What’s new about the latest report?

The new PERM report is the first to include the PERM eligibility component since it was revamped. This means that the overall PERM rates for Medicaid and CHIP in 2019 cannot be compared to the 2018 figures (or to any previous years according to CMS). Further, because PERM reviews are conducted on only 17 states each year, CMS will need two more years to establish a baseline PERM rate using the new rules for all states.

The FY 2019 national Medicaid improper payment estimate is 14.9 percent (FFS: 16.3%; managed care: 0.12%; eligibility: 8.36%). According to the report, a “majority of Medicaid improper payments were due to instances where information required for payment or eligibility determination was missing from the claim or state systems and/or states did not follow the appropriate process for enrolling providers and/or determining beneficiary eligibility. However, these improper payments do not necessarily represent payments to illegitimate providers or beneficiaries. If the missing information had been on the claim and/or had the state complied with the enrollment or redetermination requirements, then the claims may have been payable.”  The key driver of the improper payment rate were errors due to state noncompliance with provider screening, enrollment, and National Provider Identifier (NPI) requirements. This includes claims where providers were not appropriately screened at revalidation. In the case of eligibility errors, they were mostly due to insufficient documentation related to verification of eligibility. Only 10 percent of overall improper payments were the actual result of “known monetary loss” where a provider was not enrolled at all or a beneficiary was determined to be ineligible for Medicaid or the benefit provided.

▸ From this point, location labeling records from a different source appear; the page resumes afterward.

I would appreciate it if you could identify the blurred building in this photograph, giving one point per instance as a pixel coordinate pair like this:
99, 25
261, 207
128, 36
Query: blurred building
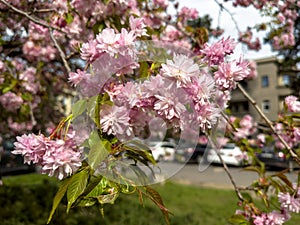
272, 85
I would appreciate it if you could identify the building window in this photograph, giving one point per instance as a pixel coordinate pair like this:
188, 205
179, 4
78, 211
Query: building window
265, 106
265, 81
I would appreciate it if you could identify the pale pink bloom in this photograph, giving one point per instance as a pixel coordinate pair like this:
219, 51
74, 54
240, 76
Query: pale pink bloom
126, 38
246, 121
229, 73
296, 132
10, 101
61, 159
181, 68
138, 26
76, 78
272, 218
171, 33
107, 41
188, 13
32, 147
289, 203
89, 52
206, 115
60, 5
253, 69
222, 98
161, 3
171, 101
29, 80
203, 139
292, 103
38, 32
214, 54
115, 120
261, 138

The FY 2019 national CHIP improper payment estimate is 15.83 percent (FFS: 13.25%; managed care: 1.25%; eligibility: 11.78%). Like Medicaid, the driver for CHIP eligibility errors is insufficient documentation. The CHIP improper payment rate was also driven by claims where the beneficiary was ineligible for CHIP, but eligible for Medicaid. This could mean some children were given a more limited benefit package that what Medicaid requires under EPSDT.

What does this all mean?

Safeguarding program integrity in Medicaid is something we are all for but we need to remember that PERM is not a measure of fraud. Moreover, errors estimated by PERM reflect whether states, managed care plans, and providers are in compliance with program rules (including maintaining documentation of compliance).  They do not suggest that ineligible individuals are inappropriately enrolling in Medicaid and CHIP and are defrauding the government. Medicaid and CHIP provide health coverage – primarily to children – and not money. Medicaid and CHIP dollars flow to managed care plans and providers. (In fact, PERM does not count as an error when an eligible individual is inappropriately denied Medicaid.)  So while the federal government has responsibility to ensure that federal funds are used appropriately, any references to overpayments should be directed at states, managed care plans, and providers.

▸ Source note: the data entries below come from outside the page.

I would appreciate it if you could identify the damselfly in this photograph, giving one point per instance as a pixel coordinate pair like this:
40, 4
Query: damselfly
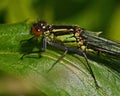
78, 37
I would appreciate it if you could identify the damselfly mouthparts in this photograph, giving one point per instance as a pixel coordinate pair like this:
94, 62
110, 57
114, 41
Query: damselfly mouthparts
78, 37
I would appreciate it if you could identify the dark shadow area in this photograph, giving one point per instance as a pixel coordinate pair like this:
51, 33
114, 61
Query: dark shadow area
32, 45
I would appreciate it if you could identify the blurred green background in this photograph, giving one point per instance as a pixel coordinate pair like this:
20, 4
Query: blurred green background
95, 15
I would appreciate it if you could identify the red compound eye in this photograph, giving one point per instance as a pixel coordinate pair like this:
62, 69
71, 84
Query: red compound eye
36, 31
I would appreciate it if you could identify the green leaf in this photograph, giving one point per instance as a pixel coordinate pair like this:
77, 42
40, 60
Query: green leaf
68, 78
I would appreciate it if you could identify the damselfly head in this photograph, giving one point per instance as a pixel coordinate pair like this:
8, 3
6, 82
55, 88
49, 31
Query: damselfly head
38, 28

Unfortunately, some Medicaid critics are already falsely claiming that the PERM error rates show that Medicaid is enrolling ineligible people.  Moreover, we saw in Administrator Verma’s remarks to the National Association of Medicaid Directors last week that this Administration plans to use the PERM estimates to blame beneficiaries and make it harder for eligible individuals to enroll. Her remarks and the new report describe upcoming guidance on Medicaid and CHIP eligibility that will undoubtedly add burdensome red tape under the guise of cracking down on fraud. All at a time when children are losing Medicaid and CHIP and the uninsured rate for children is going in the wrong direction.

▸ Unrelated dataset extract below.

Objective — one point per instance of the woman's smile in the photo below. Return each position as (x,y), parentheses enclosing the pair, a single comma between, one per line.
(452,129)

Instead of twisting the PERM results to fit an erroneous narrative of rampant beneficiary fraud, we should acknowledge that mistakes will be made and act to reduce identified errors collaboratively. Further, we should prioritize efforts to ensure that 100% of eligible children, parents and adults are enrolled in Medicaid and getting the care they need to lead healthy, productive lives.

Kelly Whitener is an Associate Professor of the Practice at the Georgetown University McCourt School of Public Policy’s Center for Children and Families.